A first glance at Stapledon’s index of Sydney property prices does indeed appear to show a meteoric trajectory that would inflame the passions of the pessimists.

Sydney House Price Index

Sydney House Price Index

Of course, asset prices tend to exhibit exponential growth, so it is far better to look at historical prices on a logarithmic scale. This reveals a striking trend. The growth of Sydney property prices has been remarkably consistent at around 9% per annum over the last 50 years.

Sydney House Price Index (log scale)

Sydney Property Prices (log scale)

Prices for Australia overall show a similar trend, with average prices over the six major capital cities growing at an average of 8.6% per annum since 1955.

Six Capital Cities

Australian Property Prices

What these charts do not take into account is the effect of inflation. Indeed, inflation varied significantly over the last 50 years, so adjusting for the effect of inflation shows that the trend in Sydney house prices has not been so stable. Booms such as those from 1987-1989 and 1997-2003 are made very clear in the chart below. But it is also evident that  prices have failed to keep up with inflation over the last few years. Nevertheless, over the last 50 years, Sydney house prices have appreciated an average of 3.1% over inflation and that is before taking rental income into account.

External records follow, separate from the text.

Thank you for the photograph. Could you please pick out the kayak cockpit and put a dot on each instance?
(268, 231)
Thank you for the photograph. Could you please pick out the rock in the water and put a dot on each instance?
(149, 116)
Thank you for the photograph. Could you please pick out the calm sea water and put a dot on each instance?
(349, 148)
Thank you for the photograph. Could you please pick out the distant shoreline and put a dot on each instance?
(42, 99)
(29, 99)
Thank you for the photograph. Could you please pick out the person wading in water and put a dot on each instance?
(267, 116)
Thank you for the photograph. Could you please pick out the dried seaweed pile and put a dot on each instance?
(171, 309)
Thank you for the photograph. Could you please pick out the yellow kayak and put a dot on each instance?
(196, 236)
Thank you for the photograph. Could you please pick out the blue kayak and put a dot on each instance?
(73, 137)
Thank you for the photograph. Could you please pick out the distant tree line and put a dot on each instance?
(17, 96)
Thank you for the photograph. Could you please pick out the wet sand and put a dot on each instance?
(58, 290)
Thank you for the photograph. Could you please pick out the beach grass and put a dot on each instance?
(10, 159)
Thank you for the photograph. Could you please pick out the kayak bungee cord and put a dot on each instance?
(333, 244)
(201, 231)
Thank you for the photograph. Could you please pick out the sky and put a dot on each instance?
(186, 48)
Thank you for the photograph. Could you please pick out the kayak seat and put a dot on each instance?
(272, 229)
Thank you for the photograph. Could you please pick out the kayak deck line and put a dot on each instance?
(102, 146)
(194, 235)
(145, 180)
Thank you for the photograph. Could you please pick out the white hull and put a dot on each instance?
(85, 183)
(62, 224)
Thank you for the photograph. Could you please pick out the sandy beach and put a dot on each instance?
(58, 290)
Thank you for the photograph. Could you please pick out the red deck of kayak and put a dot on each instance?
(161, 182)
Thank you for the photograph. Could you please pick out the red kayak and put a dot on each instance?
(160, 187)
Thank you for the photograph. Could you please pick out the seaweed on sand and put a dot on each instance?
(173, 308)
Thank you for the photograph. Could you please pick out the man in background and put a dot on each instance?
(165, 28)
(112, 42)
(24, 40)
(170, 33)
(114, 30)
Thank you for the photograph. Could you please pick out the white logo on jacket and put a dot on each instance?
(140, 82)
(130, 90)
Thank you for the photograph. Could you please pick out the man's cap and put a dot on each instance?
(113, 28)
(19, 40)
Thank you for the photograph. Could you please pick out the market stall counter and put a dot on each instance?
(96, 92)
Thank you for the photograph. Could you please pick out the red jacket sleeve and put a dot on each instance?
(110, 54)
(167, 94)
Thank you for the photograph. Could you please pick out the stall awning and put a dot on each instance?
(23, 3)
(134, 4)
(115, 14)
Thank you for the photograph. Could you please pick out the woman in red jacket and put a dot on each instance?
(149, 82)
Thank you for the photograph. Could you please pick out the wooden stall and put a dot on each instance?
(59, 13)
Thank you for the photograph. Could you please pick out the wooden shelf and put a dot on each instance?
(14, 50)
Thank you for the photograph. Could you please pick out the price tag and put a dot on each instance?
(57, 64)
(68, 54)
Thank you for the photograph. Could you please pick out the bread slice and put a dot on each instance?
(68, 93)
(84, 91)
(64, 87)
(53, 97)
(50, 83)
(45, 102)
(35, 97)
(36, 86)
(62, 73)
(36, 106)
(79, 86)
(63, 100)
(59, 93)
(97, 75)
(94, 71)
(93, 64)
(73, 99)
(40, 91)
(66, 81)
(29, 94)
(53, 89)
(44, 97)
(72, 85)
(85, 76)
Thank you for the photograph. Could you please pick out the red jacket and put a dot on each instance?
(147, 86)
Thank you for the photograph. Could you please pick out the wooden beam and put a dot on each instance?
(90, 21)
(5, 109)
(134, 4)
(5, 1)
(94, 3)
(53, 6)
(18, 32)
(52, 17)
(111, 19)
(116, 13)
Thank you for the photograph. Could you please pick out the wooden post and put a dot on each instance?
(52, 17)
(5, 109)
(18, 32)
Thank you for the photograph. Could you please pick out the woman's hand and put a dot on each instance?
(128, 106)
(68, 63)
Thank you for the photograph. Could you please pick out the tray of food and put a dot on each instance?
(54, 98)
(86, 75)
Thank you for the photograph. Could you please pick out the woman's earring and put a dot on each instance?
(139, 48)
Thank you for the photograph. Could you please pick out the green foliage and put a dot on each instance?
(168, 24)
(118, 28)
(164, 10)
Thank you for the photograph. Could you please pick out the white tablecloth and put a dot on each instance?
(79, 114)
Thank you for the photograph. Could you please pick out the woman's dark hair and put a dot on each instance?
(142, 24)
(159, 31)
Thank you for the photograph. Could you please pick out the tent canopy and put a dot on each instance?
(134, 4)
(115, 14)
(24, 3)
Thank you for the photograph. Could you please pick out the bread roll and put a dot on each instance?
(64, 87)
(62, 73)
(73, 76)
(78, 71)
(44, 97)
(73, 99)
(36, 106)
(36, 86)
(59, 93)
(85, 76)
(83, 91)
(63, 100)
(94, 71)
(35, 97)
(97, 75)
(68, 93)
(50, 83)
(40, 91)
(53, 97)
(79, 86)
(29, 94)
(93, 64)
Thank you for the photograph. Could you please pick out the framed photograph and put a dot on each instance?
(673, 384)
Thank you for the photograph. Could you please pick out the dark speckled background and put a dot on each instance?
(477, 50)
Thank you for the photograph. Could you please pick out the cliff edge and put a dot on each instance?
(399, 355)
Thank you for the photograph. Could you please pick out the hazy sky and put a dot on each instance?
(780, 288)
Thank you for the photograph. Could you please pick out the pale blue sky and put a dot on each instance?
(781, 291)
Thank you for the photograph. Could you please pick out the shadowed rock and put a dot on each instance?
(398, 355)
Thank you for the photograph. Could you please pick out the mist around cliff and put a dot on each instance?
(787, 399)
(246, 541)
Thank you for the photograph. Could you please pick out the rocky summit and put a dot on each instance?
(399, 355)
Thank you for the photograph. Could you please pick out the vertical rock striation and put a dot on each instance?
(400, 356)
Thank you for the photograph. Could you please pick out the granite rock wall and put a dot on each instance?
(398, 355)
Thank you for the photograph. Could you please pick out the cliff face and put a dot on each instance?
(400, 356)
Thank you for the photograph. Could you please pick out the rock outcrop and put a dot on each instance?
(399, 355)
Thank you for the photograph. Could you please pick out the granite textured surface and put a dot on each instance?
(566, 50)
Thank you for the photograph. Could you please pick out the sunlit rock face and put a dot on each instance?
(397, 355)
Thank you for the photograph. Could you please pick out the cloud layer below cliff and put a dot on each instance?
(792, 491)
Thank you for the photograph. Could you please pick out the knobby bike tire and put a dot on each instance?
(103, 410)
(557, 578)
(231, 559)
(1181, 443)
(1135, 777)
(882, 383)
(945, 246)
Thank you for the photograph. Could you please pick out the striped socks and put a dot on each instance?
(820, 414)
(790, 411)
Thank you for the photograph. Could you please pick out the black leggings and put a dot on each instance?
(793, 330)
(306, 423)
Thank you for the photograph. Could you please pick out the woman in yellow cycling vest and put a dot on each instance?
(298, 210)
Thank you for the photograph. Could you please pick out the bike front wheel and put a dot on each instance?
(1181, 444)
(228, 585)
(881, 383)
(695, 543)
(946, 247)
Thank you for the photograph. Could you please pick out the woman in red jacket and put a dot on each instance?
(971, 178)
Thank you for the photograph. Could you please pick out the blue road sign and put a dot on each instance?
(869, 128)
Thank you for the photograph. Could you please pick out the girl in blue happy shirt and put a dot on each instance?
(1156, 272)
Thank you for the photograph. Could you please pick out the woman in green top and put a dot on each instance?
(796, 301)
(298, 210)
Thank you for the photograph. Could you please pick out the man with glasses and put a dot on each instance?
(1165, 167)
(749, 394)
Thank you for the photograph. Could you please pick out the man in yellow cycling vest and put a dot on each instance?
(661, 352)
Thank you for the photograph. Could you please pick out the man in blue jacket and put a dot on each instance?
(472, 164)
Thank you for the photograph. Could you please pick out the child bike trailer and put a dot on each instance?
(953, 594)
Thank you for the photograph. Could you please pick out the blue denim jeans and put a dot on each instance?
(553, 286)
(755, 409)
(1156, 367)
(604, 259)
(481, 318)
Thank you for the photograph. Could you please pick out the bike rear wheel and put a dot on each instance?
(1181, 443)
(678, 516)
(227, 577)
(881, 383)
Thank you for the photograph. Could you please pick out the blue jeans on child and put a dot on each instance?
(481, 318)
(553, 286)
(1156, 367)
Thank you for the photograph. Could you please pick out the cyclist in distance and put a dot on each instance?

Sydney House Price Index (inflation adjusted)

Sydney Prices (inflation adjusted)

One difficulty with long-run property price data is that fact that observations are typically based on median house prices, which does not take into account changes in the quality of houses. The median house in 2009 may be “better” than the median house in 1955 and changes in price may reflect this change in quality as well as price appreciation. Stapledon has attempted to take this into account by constructing an index for Australian house prices (six capital cities) that is adjusted for both inflation and standardised to “constant quality”. The trend in real prices, adjusted for quality over the period 1955-2009 has been an increase of 2.1% per annum over inflation. This compares to an increase of 2.7% per annum over inflation without adjusting for quality. So, at a national level, quality changes overstate the trend growth rate by 0.7%. While Stapledon has not constructed a quality-adjusted index for Sydney, assuming that the national trend applied would lead to the conclusion that Sydney house prices have a trend growth rate of 2.4% over inflation.

Six Capital Cities (quality adjusted)Australian Prices (quality and inflation adjusted)

Interesting though this historical exploration may be, the question we would like answered is where prices may head in the future.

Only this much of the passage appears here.